Commented by NY114丁目 at 2007-05-20 12:27 x
中国の場合、国内短期金利が米国10年債金利より高いため、外貨準備の保有コストが高くついており、保有コストを下げるためにも、リスクをとって期待収益率を引き上げる必要性が高いのだと思います(韓国も同様)。他方、日本の場合、FB金利がこれまでほぼゼロであり、また、円短期金利が米国の長期金利を上回ったことも殆どないことを踏まえれば、わざわざ(いろんな意味で)リスクをとってアクティブ運用するインセンティブが財務省になかったのかなと思います。
しかしながら、FB金利は上昇基調にあり、椿ラインさんがご指摘のとおり、外為特会の運用収入分がそっくりそのままFB増発につながる状況では100兆円を超えるFB残高の保有コストに政治家の先生方も目を向けることになると思われます(なお、FB増発は一般会計繰入分のみだけではなく、剰余金全てです)。好意的に解釈してFB増発分を長期国債の消却に充てると考えても、政府の負債デュレーションを短期化させることになり、やはり短期金利が上昇していく中では危険なことをやっているなと。

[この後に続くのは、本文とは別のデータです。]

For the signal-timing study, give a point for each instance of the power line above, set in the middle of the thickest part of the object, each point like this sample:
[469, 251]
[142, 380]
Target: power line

Commented by bank.of.japan at 2007-05-20 22:23 x
カナリーワーフさん、どうもです。日銀が数年前に保有外貨の運用でベンチマークを導入しております。これは全くの推測ですが、MOFもその後に追随している可能性はありそうです。

NY114丁目さん、どうもです。なるほど、中国が積極運用しないといけない事情はその辺にあったのですね。ありがとうございます。FBの金利は、日銀のシナリオ通りであるなら、上昇基調です。もっとも、景気は良くなるので、税収は増えそうです。最悪は、米経済が後退し、米金利の低下とドル安が到来することでしょうか。そうならないよう祈るしかないですね。